心を閉ざす盲目の青年ウィルに、家計の足しに部屋を貸したエドナは、モーゼスと二人で畑を耕して種をまき、綿花の収穫に備える。
ところが、綿花の価格は暴落してしまい、窮地に立たされたエドナは、収穫一番乗りに与えられる賞金獲得を考える。
形振り構わず働き続けるエドナを見て、やがてウィルも心を開き、モーゼスや子供達も含めた、厳しい闘いの日々が始まる・・・。
__________

夫を亡くし、家族のためには後に引くことの出来ない主人公サリー・フィールドを中心に、その家に世話になることになる浮浪者ダニー・グローヴァーの献身的な働きや、次第に心を開いていく盲目の下宿人ジョン・マルコヴィッチなど、誰もが持っている潜在的な良心を、監督ロバート・ベントンは見事に表現している。

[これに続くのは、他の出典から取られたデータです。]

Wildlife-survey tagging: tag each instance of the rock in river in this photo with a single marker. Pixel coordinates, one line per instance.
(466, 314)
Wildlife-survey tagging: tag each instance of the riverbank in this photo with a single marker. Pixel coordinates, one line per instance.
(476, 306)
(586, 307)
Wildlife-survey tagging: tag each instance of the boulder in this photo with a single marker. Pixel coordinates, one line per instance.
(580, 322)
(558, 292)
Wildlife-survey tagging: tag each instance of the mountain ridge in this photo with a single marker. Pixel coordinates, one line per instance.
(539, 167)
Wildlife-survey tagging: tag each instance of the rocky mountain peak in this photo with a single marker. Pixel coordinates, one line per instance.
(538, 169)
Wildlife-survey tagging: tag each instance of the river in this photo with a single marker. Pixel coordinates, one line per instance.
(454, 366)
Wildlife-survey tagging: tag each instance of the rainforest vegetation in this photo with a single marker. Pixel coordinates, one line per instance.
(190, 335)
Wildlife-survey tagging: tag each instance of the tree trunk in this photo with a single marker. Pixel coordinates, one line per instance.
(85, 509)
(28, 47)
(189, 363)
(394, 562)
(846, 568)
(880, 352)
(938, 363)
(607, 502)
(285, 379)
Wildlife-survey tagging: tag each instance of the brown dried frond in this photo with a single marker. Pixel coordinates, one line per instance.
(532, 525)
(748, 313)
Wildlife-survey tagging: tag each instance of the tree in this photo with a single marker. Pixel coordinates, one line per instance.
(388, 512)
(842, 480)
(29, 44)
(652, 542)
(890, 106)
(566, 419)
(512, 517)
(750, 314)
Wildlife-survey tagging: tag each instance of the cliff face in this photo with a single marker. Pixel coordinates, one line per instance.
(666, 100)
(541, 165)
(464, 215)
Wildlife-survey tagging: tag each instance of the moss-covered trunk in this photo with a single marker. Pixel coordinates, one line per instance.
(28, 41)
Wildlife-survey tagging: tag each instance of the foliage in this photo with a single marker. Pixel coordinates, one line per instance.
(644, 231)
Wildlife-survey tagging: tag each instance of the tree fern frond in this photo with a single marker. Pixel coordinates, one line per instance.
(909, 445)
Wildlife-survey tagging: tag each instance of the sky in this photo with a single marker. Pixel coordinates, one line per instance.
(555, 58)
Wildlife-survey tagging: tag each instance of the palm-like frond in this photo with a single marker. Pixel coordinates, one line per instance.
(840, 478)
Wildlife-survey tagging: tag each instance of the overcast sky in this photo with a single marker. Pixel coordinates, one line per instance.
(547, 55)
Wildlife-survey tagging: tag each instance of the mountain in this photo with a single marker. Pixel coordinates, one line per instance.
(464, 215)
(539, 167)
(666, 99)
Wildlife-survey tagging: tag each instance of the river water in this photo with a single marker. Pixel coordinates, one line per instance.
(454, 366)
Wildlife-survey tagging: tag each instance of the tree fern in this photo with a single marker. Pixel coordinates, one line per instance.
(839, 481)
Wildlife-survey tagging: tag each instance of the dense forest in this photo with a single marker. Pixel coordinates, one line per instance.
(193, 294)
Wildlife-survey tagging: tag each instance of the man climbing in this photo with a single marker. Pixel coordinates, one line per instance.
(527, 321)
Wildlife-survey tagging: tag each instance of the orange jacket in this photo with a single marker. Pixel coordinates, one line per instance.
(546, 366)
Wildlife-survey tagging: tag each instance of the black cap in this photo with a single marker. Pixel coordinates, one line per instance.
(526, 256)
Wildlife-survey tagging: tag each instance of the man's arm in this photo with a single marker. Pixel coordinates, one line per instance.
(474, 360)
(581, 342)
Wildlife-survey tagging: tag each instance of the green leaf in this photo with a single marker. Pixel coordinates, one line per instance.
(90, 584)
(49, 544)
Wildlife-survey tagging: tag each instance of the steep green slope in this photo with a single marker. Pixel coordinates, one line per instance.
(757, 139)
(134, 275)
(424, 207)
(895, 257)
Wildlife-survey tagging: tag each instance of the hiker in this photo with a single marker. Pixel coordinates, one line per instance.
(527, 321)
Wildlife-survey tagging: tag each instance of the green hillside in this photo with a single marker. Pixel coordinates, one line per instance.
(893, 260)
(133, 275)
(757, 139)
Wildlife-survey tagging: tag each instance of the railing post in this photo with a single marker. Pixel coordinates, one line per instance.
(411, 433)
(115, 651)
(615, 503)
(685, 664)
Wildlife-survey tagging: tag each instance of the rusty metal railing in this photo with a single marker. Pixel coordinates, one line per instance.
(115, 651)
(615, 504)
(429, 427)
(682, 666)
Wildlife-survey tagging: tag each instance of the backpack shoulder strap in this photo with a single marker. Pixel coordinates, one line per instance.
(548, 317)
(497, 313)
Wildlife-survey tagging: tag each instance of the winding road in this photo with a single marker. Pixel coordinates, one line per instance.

第57回アカデミー賞では、主演女優(サリー・フィールド)と脚本賞を受賞した。
・ノミネート
作品・監督
助演男優(ジョン・マルコヴィッチ)
助演女優(リンゼイ・クローズ)
衣装デザイン賞

ノーマ・レイ」(1979)に続き、早くも2度目のアカデミー主演賞を獲得したサリー・フィールドの、小柄な体で奮闘する姿は、逞しくもあり理想の母親像だ。

彼女は「トランザム7000」(1977)などで、元恋人のバート・レイノルズの相手役として、軽いノリの女優というイメージが強かったが、突然「ノーマ・レイ」(1979)で演技派に変身し、当時、そのギャップにかなり驚いたことを思い出す。

当初、浮浪者の泥棒として登場するダニー・グローヴァーと、心を閉ざすひねくれ者のジョン・マルコヴィッチの存在が、本作では際立っている。

翌年の「カラーパープル」(1985)でも、素晴らしい演技を見せてるダニー・グローヴァーは、好感度という点で、本作がキャリア最高ではないだろうか。

デビュー作になるジョン・マルコヴィッチも、後に実力派俳優としての地位を築くことになる、その才能の片鱗を窺い知れる演技だ。

前年の「ライト・スタッフ」(1983)で大役を演じたエド・ハリスや、その妻役を演じアカデミー助演賞候補にもなったリンゼイ・クローズの好演も印象に残る。

エド・ハリスとの浮気相手エイミー・マディガンの、物静かで抑えた演技も注目だ。
また、本作の共演がきっかけで二人は結婚することになる。

借金返済の提案を断られ、義弟を主人公に押し付ける銀行家レイン・スミス、母親と共に苦労を共にして成長するヤンクトン・ハッテンとジェニー・ジャイムズの健気な姿も微笑ましい。

冒頭で亡くなる主人公の夫役のレイ・ベイカー、ヴィオラ(A・マディガン)の夫テリー・オクィンなどが共演している。